There are no plans to merge polytechnics, universities or the campuses of the Institute of Technical Education (ITE) even though cohort sizes are falling, Minister for Education (Higher Education and Skills) Ong Ye Kung has said.
This is because despite falling cohort sizes of between 10 and 15 per cent, these institutions still have a critical mass of students.
He was speaking to Singapore reporters on Thursday night (Friday Singapore time) at the St Gallen Symposium in Switzerland, where he was on a four-day working visit.
Mr Ong noted that questions had been raised over whether institutes of higher learning would merge, after the Education Ministry announced last month that eight junior colleges (JCs) would merge in 2019 because of falling cohort sizes.
He said: "The situation for ITE, polytechnics and universities is quite different from JCs'."
Illustrating his point, Mr Ong said the ITE currently has an intake of about 15,000 across its three campuses. Even if demographic changes mean this number could go down by 10 to 12 per cent by 2020 or 2025, "with three campuses we will (still) see a good critical mass".
BIGGER NOT ALWAYS BETTER
You can have something that is small and beautiful, not everything has to be large and full of economies of scale. At the university level I think this is the reality.
'' MR ONG YE KUNG, Minister for Education (Higher Education and Skills), on whether having smaller cohorts for the same number of institutions is cost-effective.
The situation with the five polytechnics and six universities - which have an intake of 24,500 and 19,000 students each year respectively - is similar, he said. Cohort sizes are projected to fall between 10 and 15 per cent by 2025, but the polytechnics and universities would still have a critical mass.
Universities also educate students at a "fairly specialised level" and do not need a big critical mass, he added. He cited, as an example, the Singapore University of Technology and Design ,which has an intake of 500 to 600 students a year.
"That alone is enough for a niche university that is focused on design and tech," he said, adding that falling cohort sizes could mean that there would be more colleges and programmes "focused on certain areas" in future.

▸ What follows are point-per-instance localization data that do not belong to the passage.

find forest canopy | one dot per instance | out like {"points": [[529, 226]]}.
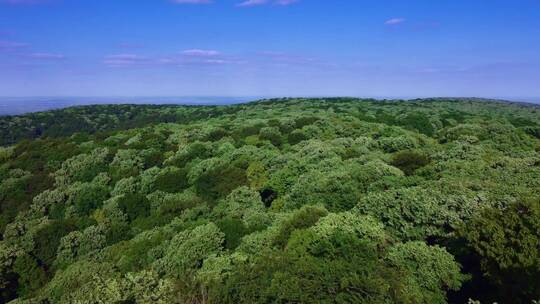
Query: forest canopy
{"points": [[334, 200]]}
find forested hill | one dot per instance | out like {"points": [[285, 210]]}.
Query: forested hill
{"points": [[276, 201], [100, 118]]}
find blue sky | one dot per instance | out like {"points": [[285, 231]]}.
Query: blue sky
{"points": [[485, 48]]}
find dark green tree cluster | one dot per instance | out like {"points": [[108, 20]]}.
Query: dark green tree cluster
{"points": [[278, 201]]}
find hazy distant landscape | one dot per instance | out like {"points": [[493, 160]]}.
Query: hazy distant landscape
{"points": [[22, 105], [269, 152]]}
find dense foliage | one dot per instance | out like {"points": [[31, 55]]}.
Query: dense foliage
{"points": [[278, 201]]}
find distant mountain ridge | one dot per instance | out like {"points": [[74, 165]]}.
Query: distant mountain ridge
{"points": [[108, 117]]}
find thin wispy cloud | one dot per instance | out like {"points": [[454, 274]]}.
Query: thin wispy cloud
{"points": [[201, 53], [6, 45], [47, 56], [395, 21], [250, 3], [192, 1], [125, 60]]}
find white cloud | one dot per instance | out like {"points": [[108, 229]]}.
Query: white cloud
{"points": [[249, 3]]}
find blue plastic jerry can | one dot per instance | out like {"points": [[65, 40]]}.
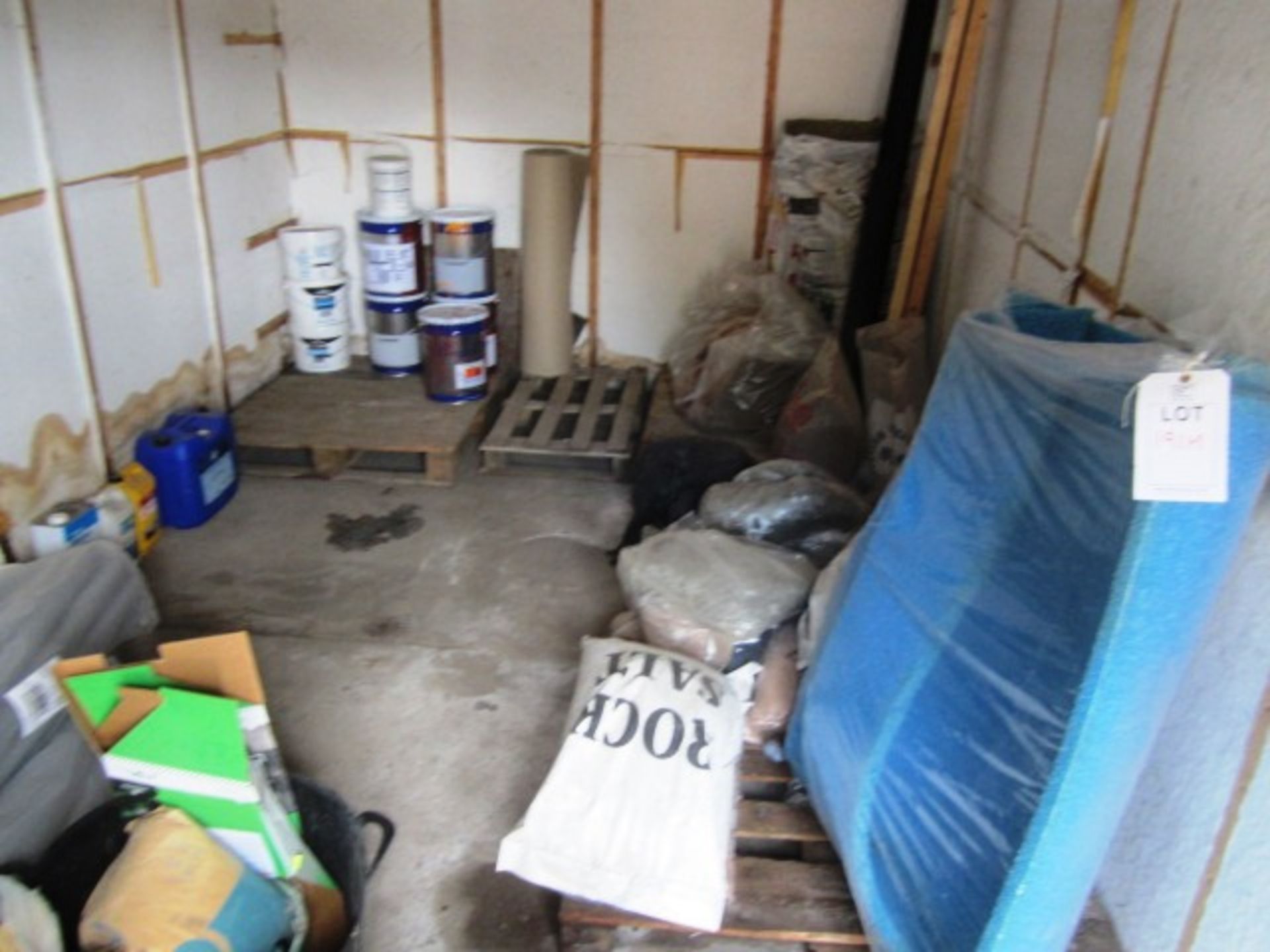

"There is in fact an argument that because cohorts are falling, to make up for the quantity of talent, you actually need more diversity, more pathways in order to bring out the full potential of the limited talent we have," he said, adding that this is the direction higher education is heading.
Asked if it was cost-effective to maintain the same number of institutions despite falling cohort sizes, Mr Ong said: "You can have something that is small and beautiful, not everything has to be large and full of economies of scale. At the university level I think this is the reality."
Mr Ong added that while general education required a critical mass of students, this was not the case for institutes of higher learning that educate students in niche areas.
He also had a short dialogue on higher education with participants of the annual symposium, which is attended by business and government leaders, as well as students and young professionals.
Mr Ong said there was "curiosity" from participants on the education system in Singapore, which they held in high regard. "But we must continue to improve, because the economy is changing, the world is changing. The young are growing up with different expectations, hopes and dreams, and we must help them fulfil their potential."
Mr Ong also met Federal Councillor Johann Schneider-Ammann, who heads Switzerland's Federal Department of Economic Affairs, Education and Research, visited various institutions of higher learning and companies, and met students from the Singapore Management University who are on exchange at the University of St Gallen. He left for Singapore yesterday.